グランの告白
グランに呼び止められ、彼に背を向けていた実が顔だけをそちらに向ける。
「何?」
冷たい表情と刺々しい口調で、たった一言。
その声にはこちらの意地など木っ端微塵に砕くだけの威力がこめられていたが、グランは必死に実に食らいついた。
「この際、全部白状する。」
ともすれば、震えて上ずりそうになる声。
実は相変わらず、冷酷だと印象づける表情でこちらを見ている。
それが、たまらなく怖い。
「俺は、初めて会った時からずっと、お前は力のない奴なんだと思ってた。だから、お前を相手にしようとは思わなかった。」
「へぇ…。それはまた、ひどい差別だね。」
無表情で返してくる実。
反論はない。
ついさっき、それで痛い目を見たばかりだ。
グランはそこには触れず、先を続ける。
「でも、それじゃあ俺の中に矛盾が起こるんだ。」
「矛盾?」
「ああ、そうだ。
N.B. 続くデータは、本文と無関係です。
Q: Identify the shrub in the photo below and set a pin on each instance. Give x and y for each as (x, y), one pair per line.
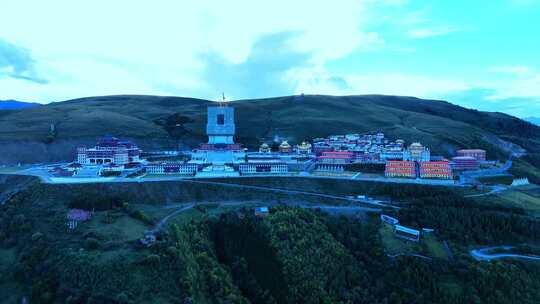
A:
(92, 244)
(37, 236)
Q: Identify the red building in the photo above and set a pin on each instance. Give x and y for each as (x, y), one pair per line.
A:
(478, 154)
(336, 157)
(464, 163)
(397, 168)
(319, 148)
(435, 169)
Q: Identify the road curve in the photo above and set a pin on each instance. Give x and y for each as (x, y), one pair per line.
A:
(482, 254)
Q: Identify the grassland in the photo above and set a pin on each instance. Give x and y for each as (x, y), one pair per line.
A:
(428, 245)
(166, 122)
(523, 197)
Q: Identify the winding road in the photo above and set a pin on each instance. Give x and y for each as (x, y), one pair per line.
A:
(483, 254)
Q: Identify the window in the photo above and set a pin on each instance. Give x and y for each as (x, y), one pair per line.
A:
(221, 119)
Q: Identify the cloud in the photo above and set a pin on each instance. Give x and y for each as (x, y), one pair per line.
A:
(482, 99)
(420, 33)
(261, 74)
(171, 47)
(16, 62)
(518, 70)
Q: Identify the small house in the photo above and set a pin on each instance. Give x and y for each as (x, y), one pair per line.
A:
(262, 211)
(407, 233)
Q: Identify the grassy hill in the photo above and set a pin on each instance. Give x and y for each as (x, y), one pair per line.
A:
(15, 105)
(169, 122)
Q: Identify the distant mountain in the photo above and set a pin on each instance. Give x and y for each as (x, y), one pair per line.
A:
(15, 105)
(159, 122)
(534, 120)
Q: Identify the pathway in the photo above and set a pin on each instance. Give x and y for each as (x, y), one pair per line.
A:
(483, 255)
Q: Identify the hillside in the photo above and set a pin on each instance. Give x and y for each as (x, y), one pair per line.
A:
(168, 122)
(15, 105)
(533, 120)
(225, 254)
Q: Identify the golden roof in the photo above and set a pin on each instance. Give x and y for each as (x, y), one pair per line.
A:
(284, 144)
(304, 145)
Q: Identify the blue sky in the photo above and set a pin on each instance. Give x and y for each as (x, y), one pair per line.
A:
(480, 54)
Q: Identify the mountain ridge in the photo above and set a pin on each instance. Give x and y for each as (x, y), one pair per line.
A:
(168, 122)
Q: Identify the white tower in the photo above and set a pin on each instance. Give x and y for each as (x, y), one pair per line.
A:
(220, 126)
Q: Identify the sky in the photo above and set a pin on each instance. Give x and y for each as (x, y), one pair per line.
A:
(479, 54)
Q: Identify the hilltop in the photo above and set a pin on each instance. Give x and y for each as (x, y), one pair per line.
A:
(15, 105)
(52, 132)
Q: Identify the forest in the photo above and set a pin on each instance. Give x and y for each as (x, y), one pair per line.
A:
(293, 255)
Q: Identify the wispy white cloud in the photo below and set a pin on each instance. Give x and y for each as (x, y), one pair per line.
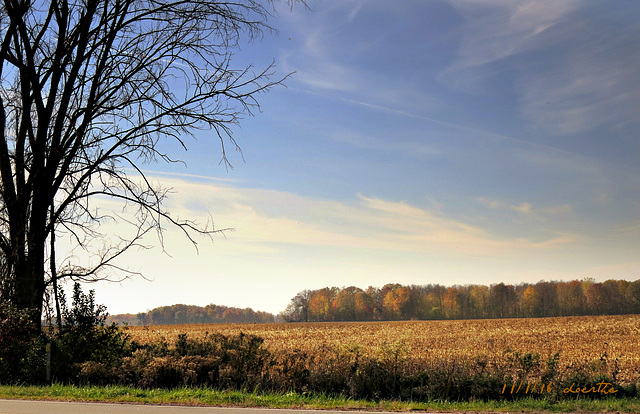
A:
(271, 218)
(574, 71)
(497, 29)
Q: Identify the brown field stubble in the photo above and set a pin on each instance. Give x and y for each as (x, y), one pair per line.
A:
(579, 340)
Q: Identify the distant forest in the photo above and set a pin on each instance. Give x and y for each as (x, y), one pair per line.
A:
(183, 314)
(398, 302)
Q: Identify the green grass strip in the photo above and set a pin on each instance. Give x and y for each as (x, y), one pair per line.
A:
(209, 397)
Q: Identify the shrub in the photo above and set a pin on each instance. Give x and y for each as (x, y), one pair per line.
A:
(22, 348)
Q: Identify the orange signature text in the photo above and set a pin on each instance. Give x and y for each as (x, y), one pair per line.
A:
(603, 387)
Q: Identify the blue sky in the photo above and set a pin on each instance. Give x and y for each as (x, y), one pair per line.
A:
(450, 142)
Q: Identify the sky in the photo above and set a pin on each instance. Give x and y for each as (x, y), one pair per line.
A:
(417, 142)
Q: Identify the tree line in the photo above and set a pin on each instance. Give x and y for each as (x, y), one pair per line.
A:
(434, 301)
(184, 314)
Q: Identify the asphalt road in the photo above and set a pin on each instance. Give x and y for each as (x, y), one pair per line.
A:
(56, 407)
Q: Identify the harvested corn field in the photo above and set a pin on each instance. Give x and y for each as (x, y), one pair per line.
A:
(608, 344)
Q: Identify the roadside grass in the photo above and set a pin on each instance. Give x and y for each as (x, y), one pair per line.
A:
(210, 397)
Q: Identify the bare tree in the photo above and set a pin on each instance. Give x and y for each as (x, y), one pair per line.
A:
(88, 89)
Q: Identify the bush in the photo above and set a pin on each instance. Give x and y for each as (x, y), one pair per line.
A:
(22, 348)
(84, 343)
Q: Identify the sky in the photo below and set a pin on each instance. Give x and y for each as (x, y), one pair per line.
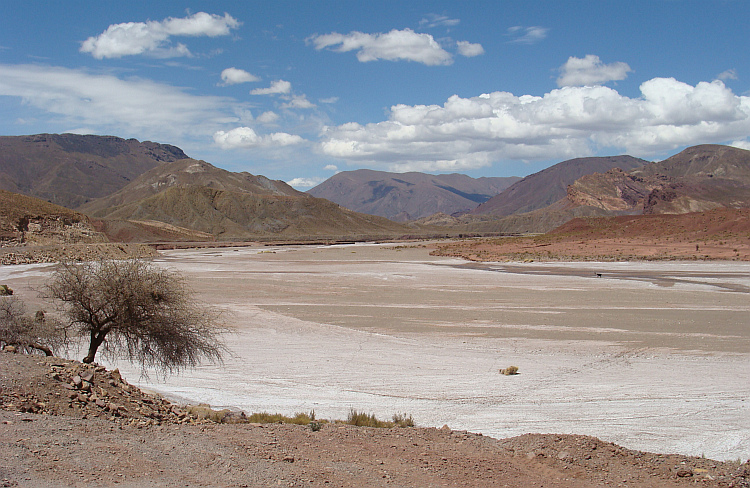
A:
(300, 90)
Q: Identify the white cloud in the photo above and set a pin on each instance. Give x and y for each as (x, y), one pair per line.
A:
(128, 107)
(431, 21)
(305, 182)
(298, 101)
(730, 74)
(527, 35)
(233, 76)
(278, 87)
(268, 117)
(245, 137)
(590, 71)
(395, 45)
(468, 49)
(467, 133)
(152, 37)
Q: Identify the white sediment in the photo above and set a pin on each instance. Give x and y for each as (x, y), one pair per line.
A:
(652, 356)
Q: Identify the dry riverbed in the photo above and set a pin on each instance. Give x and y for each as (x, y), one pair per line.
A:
(651, 356)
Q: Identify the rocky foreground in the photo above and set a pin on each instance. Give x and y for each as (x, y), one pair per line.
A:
(63, 423)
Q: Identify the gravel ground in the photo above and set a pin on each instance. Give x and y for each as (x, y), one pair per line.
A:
(75, 443)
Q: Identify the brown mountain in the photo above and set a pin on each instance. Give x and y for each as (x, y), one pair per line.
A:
(70, 169)
(196, 195)
(408, 196)
(185, 173)
(550, 185)
(697, 179)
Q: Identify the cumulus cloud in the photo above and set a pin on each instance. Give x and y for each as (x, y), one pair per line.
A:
(78, 98)
(527, 35)
(305, 182)
(298, 101)
(468, 49)
(590, 71)
(278, 87)
(467, 133)
(268, 117)
(395, 45)
(430, 21)
(233, 76)
(153, 37)
(245, 137)
(730, 74)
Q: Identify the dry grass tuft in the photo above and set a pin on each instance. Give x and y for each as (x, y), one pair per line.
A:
(509, 371)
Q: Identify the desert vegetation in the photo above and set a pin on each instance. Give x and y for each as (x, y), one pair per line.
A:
(134, 309)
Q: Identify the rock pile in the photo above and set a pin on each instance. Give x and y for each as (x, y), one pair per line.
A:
(73, 252)
(83, 390)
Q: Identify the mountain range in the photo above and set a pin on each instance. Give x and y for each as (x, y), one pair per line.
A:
(146, 191)
(408, 196)
(699, 178)
(71, 169)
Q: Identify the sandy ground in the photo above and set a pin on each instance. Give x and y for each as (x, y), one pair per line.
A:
(652, 356)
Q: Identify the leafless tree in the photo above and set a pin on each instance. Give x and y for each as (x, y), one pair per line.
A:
(26, 333)
(135, 309)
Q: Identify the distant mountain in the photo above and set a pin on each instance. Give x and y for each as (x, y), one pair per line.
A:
(546, 187)
(196, 195)
(70, 169)
(185, 173)
(408, 196)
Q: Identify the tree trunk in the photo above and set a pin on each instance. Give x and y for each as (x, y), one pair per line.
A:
(96, 341)
(46, 350)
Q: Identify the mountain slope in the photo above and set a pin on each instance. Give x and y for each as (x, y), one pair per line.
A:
(546, 187)
(183, 173)
(234, 214)
(697, 179)
(195, 195)
(408, 196)
(70, 169)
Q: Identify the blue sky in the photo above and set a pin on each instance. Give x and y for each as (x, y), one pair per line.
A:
(297, 90)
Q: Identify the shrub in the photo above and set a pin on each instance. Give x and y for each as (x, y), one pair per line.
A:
(28, 334)
(510, 370)
(362, 419)
(137, 310)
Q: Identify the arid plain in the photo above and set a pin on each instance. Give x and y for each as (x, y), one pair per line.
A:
(653, 356)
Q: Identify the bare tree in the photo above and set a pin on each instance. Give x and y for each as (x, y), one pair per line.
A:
(29, 334)
(136, 309)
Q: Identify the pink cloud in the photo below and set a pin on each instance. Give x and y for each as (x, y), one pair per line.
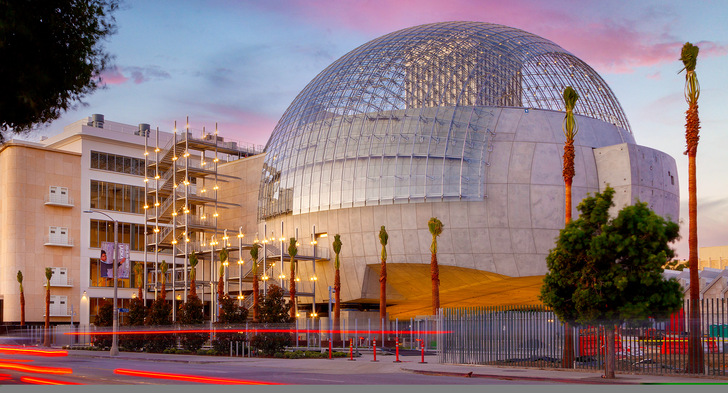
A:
(113, 76)
(607, 43)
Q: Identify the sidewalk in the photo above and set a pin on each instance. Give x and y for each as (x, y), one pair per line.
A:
(386, 364)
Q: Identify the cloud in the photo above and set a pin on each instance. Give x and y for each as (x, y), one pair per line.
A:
(600, 35)
(120, 75)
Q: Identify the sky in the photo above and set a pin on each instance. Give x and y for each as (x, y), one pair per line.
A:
(241, 63)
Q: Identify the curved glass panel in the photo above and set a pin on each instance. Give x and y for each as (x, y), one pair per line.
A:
(405, 117)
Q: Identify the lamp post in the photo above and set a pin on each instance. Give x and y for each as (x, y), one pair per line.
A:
(115, 325)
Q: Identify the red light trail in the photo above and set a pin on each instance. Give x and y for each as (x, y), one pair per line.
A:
(190, 378)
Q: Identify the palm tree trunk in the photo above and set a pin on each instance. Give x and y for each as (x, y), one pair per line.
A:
(337, 303)
(22, 309)
(47, 336)
(435, 273)
(293, 288)
(695, 346)
(609, 355)
(255, 296)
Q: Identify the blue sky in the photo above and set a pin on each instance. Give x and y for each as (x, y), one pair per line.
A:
(241, 63)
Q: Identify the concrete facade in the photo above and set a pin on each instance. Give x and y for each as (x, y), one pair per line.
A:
(512, 229)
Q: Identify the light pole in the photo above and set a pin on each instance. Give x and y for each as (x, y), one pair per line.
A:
(115, 325)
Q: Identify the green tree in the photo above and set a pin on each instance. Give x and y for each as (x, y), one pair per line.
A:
(383, 237)
(570, 129)
(689, 57)
(22, 299)
(256, 292)
(52, 57)
(606, 271)
(435, 226)
(47, 340)
(337, 284)
(293, 251)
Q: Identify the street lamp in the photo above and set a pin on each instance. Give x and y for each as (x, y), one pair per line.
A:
(115, 326)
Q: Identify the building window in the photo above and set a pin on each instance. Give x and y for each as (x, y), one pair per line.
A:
(117, 197)
(116, 163)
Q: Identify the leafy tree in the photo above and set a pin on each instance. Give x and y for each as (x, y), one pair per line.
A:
(606, 271)
(22, 299)
(435, 226)
(689, 57)
(570, 130)
(273, 310)
(52, 57)
(293, 251)
(47, 341)
(337, 283)
(383, 237)
(256, 292)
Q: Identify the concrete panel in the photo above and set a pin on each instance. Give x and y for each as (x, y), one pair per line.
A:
(547, 164)
(480, 240)
(522, 241)
(519, 206)
(497, 205)
(519, 168)
(547, 206)
(500, 240)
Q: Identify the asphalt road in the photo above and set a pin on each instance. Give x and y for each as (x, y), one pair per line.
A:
(104, 371)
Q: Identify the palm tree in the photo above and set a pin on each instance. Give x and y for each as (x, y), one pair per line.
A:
(435, 226)
(337, 283)
(221, 279)
(689, 57)
(256, 297)
(292, 251)
(139, 276)
(193, 273)
(570, 130)
(22, 299)
(49, 274)
(163, 269)
(383, 237)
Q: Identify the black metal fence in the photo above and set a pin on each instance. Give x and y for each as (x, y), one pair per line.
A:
(532, 336)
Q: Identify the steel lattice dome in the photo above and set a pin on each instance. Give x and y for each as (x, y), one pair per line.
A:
(404, 117)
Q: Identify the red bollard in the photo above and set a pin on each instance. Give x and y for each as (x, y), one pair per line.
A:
(374, 343)
(396, 343)
(351, 349)
(423, 352)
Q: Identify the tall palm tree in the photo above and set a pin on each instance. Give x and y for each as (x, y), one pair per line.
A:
(689, 57)
(47, 341)
(337, 283)
(292, 251)
(383, 237)
(139, 277)
(570, 130)
(256, 295)
(221, 279)
(435, 226)
(163, 269)
(22, 299)
(193, 274)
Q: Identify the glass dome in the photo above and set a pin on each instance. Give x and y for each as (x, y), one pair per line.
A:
(407, 117)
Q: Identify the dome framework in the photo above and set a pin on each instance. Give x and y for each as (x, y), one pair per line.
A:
(407, 117)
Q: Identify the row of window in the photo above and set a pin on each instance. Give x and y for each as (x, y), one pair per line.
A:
(118, 197)
(117, 163)
(103, 231)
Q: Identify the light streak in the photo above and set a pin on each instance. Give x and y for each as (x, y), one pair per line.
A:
(43, 381)
(190, 378)
(33, 351)
(36, 369)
」
グランは一つ深呼吸をして、これまでずっと抱えてきた気持ちを打ち明けた。
「俺は……お前が怖くて仕方ない。」
それを聞くや否や、実は意外そうな表情でこちらを見直した。
数拍の間固まったかと思うと、実はハエルの背から降りて体ごと向き合ってくる。
真正面から向けられる、薄茶色の双眸。
その目に囚われるだけで、この場から逃げ出したくなってしまった。
実は無言で続きを促している。
その見えない力に押されて、グランは口を開いた。
「俺は、お前に関わるのが嫌だった。最初は、お前が力のない奴だからだと思ったんだ。でも違った。お前の前に立つと、俺は怖くて頭が真っ白になりそうになる。全部を見透かされてそうで、とにかく怖くて腰が抜けそうになるんだよ。今だって、本当は怖くてたまらない。でも、そのことに関して俺はなんの疑問も違和感もないんだ。心のどこかで、お前が怖いのは仕方のないことだって思っちまってる。」
「で?」
腕を組んで続きを待つ実には、明らかに年齢不相応の威圧感が漂っている。
そんな圧に屈しそうになる心を叱咤しながら、グランは全身に力を入れて覚悟を決めた。
「実、お前は知ってるんだろ? 俺がお前に対してこう思っちまう理由が。それに、ここまでのものを見せられたんだ。お前が今まで力のないふりをしてきたんだって、嫌でも分かる。お前は……一体、何者なんだ?」
問いを受けた実は、しばらく反応らしい反応を見せなかった。
実はしばらく何かを見定めるようにグランを見つめ、ふとした拍子に溜め息を吐き出す。
「俺が一体何者なのか……か。悪いけど、それは言えない。」
「なっ…!? おい!」
「正体を隠すのは、それを知られたくないから。別に知られても構わないなら、最初から偽る必要なんてない。違う?」
「それは……」
正論を突きつけられ、グランは反論できずに言い澱む。
すると、実が「でも…」と微笑んだ。
それは、グランが初めて見る穏やかな微笑み。
予期していなかったその笑みに、グランは思わず恐怖も忘れて見入ってしまった。
「俺に対してそう思うってことは、あんたの魔力に対する感受性は一流ってことだね。あんたの今までの努力は、無駄じゃないって証拠だよ。……でもまあ、それは俺と接する上では限りない不幸……とでも言うべきかな。」
言い終えると同時に、実は再びハエルの背に乗った。
「行って、ハエル。」
「あ……ちょっと、待―――」
グランが呼び止めるも、実はもう振り向かない。
三人をそこに残し、純白の狼はあっという間に空を駆け上がっていった。